From a recent announcement it seems that significant progress has been made by the Department of Education in its review of claims made against the now defunct Corinthian College by students who took federal student loans so they could attend.
Misleading Recruiting Information
The federal government along with other authorities has been taking action against Corinthian College, which was one of the biggest for-profit higher education companies, for over a year now. This was on suspicion that it had misled the student body on issues including graduate job placement rates and credits transferability.
When the school was closed in April, a number of students still attending were immediately eligible to receive relief based on the long standing benefit on loan discharge for a closed school. However, a significant number of students had either already finished their qualification, or had already left the school before it has officially closed, were disqualified from this relief.

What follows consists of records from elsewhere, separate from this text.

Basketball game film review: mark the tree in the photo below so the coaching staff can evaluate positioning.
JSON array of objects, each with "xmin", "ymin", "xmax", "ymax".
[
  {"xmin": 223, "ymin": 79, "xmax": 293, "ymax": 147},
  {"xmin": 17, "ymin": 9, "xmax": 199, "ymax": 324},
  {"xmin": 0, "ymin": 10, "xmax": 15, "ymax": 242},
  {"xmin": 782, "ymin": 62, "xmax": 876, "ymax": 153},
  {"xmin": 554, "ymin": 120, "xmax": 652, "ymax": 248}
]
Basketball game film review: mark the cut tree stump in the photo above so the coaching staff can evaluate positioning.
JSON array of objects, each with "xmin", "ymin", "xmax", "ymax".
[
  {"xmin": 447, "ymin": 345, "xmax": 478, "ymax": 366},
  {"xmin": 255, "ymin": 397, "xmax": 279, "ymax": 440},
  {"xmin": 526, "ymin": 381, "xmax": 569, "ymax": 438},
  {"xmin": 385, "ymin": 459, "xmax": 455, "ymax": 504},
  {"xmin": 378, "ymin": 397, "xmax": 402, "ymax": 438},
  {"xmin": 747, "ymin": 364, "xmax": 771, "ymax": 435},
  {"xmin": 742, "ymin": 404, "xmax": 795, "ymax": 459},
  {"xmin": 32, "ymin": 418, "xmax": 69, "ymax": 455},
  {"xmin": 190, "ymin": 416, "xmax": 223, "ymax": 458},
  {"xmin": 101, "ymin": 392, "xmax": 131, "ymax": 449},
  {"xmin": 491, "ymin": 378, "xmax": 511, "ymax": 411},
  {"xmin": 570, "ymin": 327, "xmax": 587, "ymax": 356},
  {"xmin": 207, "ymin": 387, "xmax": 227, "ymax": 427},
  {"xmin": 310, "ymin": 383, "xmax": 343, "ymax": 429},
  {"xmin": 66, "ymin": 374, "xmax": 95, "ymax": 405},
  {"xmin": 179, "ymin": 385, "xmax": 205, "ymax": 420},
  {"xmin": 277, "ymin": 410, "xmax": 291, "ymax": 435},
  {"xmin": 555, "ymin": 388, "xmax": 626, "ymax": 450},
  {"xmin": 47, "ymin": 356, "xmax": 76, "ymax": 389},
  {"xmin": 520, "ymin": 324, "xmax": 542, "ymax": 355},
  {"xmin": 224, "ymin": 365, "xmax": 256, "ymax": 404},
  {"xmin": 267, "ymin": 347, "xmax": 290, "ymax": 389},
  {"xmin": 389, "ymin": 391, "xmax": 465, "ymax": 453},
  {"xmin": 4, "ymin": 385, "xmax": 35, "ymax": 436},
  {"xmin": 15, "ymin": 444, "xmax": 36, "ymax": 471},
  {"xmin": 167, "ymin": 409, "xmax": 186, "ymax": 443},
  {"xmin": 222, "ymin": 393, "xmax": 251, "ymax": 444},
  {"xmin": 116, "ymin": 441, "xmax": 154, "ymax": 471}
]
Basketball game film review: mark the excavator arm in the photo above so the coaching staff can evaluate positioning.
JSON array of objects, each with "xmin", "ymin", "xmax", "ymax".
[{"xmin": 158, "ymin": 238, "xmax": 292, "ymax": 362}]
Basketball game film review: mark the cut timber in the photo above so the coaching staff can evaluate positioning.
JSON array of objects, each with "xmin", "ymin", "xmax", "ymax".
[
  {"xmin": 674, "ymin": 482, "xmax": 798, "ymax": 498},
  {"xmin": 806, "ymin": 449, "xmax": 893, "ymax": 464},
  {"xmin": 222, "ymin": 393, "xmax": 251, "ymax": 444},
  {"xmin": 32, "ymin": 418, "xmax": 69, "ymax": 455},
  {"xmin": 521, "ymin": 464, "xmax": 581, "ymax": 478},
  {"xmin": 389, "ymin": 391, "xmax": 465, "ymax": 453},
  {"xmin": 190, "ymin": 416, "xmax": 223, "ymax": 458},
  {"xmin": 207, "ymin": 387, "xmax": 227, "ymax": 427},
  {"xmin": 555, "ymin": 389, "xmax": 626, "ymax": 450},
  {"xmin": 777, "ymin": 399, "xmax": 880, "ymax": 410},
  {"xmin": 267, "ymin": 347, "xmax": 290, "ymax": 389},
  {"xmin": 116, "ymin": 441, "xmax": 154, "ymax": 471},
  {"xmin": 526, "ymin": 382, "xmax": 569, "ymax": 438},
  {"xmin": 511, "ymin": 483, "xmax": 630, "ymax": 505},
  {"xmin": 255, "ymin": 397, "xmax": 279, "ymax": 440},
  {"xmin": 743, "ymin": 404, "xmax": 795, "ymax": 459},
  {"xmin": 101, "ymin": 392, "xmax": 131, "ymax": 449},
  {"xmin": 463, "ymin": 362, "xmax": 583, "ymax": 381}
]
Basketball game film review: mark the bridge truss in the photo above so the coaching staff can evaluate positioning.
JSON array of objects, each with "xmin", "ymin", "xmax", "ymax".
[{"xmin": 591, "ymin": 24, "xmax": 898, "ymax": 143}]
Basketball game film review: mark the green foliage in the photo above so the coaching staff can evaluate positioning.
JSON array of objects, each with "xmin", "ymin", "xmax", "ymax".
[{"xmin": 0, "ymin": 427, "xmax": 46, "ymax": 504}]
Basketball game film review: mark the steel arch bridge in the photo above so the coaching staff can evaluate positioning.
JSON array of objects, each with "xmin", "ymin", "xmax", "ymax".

To circumvent this, the DoE invoked a two decade old, but never before used provision, called borrower defense to repayment. This provision provides relief to recipients of federal loans if they can prove they were defrauded by the school according to state law.
While there are no predetermined guidelines to help establish a student’s entitlement to this discharge, a consumer advocate has been tasked with reviewing the issue and setting up a system for evaluating and recovering funds from offending schools.
According to the review covering the issue, this provision could be used to help students from other schools who claim that they were defrauded by educational institutions. To make the entire process easier, the DoE has also announced that it is instigating a process for determining the official rules that would determine eligibility for a discharge. This discharge however, only applies to federal loans, and does not cover private ones.